1930s Fulda and gifted tablecloth

In November 2018, Ethan Bensinger visited Fulda to participate in its Kristallnacht commemoration. Prior to the commemoration, descendants of Fulda families gathered to rededicate a small prayer room at the cemetery. It was there that a newspaper reporter asked Ethan about his connection to Fulda. Ethan spoke of his roots that extended to the 16th century, the earliest days of Fulda’s Jewish community. He spoke of his mother Rachel, an ardent Zionist, who left Fulda for Palestine in 1935 and his grandparents who escaped Fulda just days before Kristallnacht. He also spoke of his last family member to remain in Fulda, his great-uncle Hugo Sichel, who was deported in 1941 and subsequently murdered.

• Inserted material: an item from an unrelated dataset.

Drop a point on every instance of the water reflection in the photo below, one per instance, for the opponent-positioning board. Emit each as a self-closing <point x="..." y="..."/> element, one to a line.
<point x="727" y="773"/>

A few days later, an 82-year-old resident of Fulda, Hedi Römhild Schuhej, read the article about the rededication of the prayer room and the interview with Ethan. She immediately recognized the name Hugo Sichel and knew that she had two tablecloths that Hugo had gifted to her father Paul. In honor of his friendship with Hugo, Paul had never used the tablecloths and asked his daughter Hedi to never do so as well. She honored her father’s wishes and Hugo’s memory for the next sixty years.

Hedi Schuhej decided to return the tablecloths to the Bensinger family and made contact with Ethan in Chicago. During the course of a telephone conversation with Mrs. Schuhej, Ethan learned the story of the tablecloths as well as a more important saga. When few rations were available to the Jews of Fulda, Paul Römhild asked his good friend Hugo to come to his home during the day so that he could provide food. And, when neighbors threatened to call the police because a Jew was seen at the Römhild home, Paul asked Hugo to come to his home surreptitiously at night. Paul’s courageous actions no doubt placed him and his young family in danger as Nazi regulations prohibited non-Jews from fraternizing or providing aid and comfort to Jews.

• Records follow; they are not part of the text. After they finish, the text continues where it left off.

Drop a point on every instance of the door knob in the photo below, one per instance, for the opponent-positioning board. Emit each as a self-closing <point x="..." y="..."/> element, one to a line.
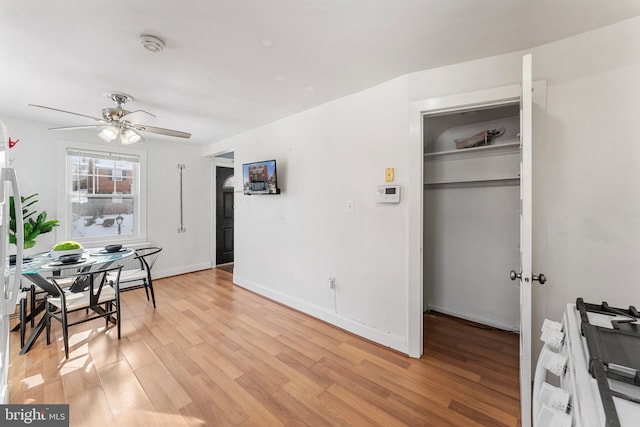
<point x="540" y="278"/>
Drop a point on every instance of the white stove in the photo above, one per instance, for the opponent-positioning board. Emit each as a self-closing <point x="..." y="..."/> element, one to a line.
<point x="588" y="372"/>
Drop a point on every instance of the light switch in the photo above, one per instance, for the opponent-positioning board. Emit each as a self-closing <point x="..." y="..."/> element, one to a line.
<point x="388" y="175"/>
<point x="350" y="206"/>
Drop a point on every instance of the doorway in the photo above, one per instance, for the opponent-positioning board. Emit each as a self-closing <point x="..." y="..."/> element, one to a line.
<point x="225" y="182"/>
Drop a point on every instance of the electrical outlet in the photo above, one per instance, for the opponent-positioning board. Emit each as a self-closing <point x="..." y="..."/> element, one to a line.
<point x="388" y="175"/>
<point x="349" y="205"/>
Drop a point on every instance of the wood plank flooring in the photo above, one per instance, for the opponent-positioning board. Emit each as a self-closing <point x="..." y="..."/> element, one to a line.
<point x="214" y="354"/>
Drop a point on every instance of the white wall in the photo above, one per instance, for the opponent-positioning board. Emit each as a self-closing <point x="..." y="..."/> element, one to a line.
<point x="35" y="162"/>
<point x="287" y="245"/>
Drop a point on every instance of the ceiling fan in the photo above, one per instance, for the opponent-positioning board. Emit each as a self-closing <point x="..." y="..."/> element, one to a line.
<point x="116" y="122"/>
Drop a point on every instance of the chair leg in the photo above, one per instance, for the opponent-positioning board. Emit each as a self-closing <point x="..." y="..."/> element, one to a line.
<point x="107" y="308"/>
<point x="48" y="323"/>
<point x="118" y="315"/>
<point x="146" y="289"/>
<point x="153" y="297"/>
<point x="65" y="332"/>
<point x="23" y="319"/>
<point x="32" y="302"/>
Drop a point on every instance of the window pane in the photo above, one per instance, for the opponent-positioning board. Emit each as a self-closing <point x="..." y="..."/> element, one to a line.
<point x="102" y="196"/>
<point x="102" y="217"/>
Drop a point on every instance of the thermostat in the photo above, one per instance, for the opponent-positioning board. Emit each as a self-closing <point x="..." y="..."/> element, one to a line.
<point x="388" y="194"/>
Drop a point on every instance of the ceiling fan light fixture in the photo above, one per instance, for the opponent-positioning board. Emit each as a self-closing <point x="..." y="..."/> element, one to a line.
<point x="151" y="43"/>
<point x="130" y="136"/>
<point x="110" y="133"/>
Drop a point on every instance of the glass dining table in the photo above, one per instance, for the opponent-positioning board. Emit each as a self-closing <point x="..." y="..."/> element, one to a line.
<point x="41" y="267"/>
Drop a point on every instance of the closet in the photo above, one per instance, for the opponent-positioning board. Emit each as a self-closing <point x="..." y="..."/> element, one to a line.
<point x="471" y="213"/>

Ethan believed that a word of thanks over the telephone, or a written note, would be an insufficient expression of gratitude to Mrs. Schuhej. The decision was quickly reached that Ethan, his daughters Karen and Jennifer, together with his wife Elizabeth, would travel to Fulda to accept the tablecloths and personally convey their deepest appreciation. The Bensinger family arrived in Fulda in February 2019.

A conversation with Ethan Bensinger:

Why did you make this film?

In my last film Refuge I focused on Jewish victims, specifically the experiences of six survivors, before, during and after the Holocaust. With my new film we are widening the lens by using a small town, not unlike most other German towns and villages, to examine how “the common man” reacted within the framework of the Nazi regime. And, what we learned was that not everyone was a Jew-hater. Fulda had its share of perpetrators and bystanders, but most importantly at least one upstander. This is an especially important message to our audience; people were bad, many were indifferent and yet some were compassionate and did the right thing. We chose to explore the theme of “goodness” in the film.

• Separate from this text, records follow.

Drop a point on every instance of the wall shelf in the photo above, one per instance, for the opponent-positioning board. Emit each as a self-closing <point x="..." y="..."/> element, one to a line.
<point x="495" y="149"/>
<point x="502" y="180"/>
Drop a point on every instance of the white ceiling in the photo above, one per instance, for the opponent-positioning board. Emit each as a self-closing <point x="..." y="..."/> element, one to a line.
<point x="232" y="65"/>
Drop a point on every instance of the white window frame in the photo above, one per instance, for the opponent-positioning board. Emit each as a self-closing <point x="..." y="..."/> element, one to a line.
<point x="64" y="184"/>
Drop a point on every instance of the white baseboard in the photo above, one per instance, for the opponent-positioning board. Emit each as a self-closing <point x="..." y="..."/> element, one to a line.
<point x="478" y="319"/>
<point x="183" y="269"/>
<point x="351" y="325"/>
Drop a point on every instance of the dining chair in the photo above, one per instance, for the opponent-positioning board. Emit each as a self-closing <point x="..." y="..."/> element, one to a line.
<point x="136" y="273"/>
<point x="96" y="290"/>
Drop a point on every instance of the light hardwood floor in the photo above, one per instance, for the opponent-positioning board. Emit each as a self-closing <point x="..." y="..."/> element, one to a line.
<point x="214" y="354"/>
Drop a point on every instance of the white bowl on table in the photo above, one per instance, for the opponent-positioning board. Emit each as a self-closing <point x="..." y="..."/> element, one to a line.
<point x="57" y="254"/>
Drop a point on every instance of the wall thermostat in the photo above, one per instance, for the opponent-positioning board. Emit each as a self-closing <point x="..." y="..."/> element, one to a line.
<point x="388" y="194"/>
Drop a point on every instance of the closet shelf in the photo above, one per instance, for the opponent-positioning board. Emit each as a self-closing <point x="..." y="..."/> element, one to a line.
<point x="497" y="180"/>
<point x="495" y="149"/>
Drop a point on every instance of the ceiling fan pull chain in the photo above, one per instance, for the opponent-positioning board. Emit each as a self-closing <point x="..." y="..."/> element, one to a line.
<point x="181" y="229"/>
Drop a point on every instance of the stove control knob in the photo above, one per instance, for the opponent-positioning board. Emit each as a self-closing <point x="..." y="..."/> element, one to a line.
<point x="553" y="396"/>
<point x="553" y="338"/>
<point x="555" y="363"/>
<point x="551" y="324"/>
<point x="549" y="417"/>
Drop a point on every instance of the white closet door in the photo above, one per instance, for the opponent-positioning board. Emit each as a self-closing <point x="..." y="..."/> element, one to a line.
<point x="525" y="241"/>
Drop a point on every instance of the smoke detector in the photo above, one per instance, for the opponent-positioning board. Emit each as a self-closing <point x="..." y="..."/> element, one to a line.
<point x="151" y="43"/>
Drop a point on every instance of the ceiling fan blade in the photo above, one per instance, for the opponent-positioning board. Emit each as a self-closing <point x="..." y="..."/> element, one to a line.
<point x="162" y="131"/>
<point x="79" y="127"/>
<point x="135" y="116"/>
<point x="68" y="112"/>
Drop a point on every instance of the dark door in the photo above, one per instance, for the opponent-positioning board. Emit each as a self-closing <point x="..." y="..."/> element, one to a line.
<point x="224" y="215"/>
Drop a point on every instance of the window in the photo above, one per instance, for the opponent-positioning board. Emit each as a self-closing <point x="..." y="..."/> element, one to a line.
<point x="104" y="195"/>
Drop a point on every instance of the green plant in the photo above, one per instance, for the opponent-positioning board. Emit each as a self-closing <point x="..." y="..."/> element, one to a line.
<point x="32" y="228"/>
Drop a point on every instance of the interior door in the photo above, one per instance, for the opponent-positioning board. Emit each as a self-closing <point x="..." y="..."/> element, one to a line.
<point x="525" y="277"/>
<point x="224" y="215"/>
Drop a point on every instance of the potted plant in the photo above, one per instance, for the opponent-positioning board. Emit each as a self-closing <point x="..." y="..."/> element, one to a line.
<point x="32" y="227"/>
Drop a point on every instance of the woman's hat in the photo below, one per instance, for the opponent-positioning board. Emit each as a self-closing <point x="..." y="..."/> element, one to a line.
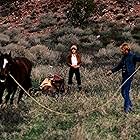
<point x="73" y="47"/>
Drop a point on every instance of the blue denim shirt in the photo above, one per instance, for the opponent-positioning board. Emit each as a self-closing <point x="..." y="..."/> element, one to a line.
<point x="127" y="64"/>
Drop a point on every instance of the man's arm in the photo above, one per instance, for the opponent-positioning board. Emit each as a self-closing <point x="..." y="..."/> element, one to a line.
<point x="136" y="58"/>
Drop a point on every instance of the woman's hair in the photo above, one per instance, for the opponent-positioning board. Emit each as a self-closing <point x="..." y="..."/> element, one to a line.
<point x="126" y="46"/>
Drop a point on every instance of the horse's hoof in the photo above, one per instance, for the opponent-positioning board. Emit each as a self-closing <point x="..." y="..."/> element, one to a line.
<point x="3" y="106"/>
<point x="14" y="106"/>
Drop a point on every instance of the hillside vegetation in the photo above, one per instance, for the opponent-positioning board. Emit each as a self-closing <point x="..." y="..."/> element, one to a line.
<point x="43" y="31"/>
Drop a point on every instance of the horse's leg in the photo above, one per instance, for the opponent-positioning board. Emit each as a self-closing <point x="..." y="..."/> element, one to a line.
<point x="2" y="88"/>
<point x="10" y="90"/>
<point x="26" y="85"/>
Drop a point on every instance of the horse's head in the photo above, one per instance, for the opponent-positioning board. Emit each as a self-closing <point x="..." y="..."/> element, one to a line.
<point x="5" y="63"/>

During our family’s visit, we learned that during the 1930s and 40s, Fulda’s political establishment was pro-Nazi and that some actively participated in the burning of the synagogue on Kristallnacht. For purposes of accountability, we made a point of specifically identifying some of these officials in the film. And two Jewish eyewitnesses, Martin Löwenberg and Arno Goldschmidt, vividly describe the mistreatment of Jews on that fateful night. Their testimony serves as an important counterpoint to Mrs. Schuhej’s description of her father putting himself and his young family at risk by providing Hugo with food as the situation for Jews in Fulda became dire. Paul Römhild was a resister; he stood up to the Nazi regime; he did the right thing. But we also wanted to convey that many citizens of Fulda merely stood by as they witnessed Jews being mistreated and later as they were herded to the train station. Though the photo we used was from another small town, we felt that the role of the bystander is best expressed by the powerful image of neighbors peering out their windows while Nazi officers escort Jewish residents from their homes.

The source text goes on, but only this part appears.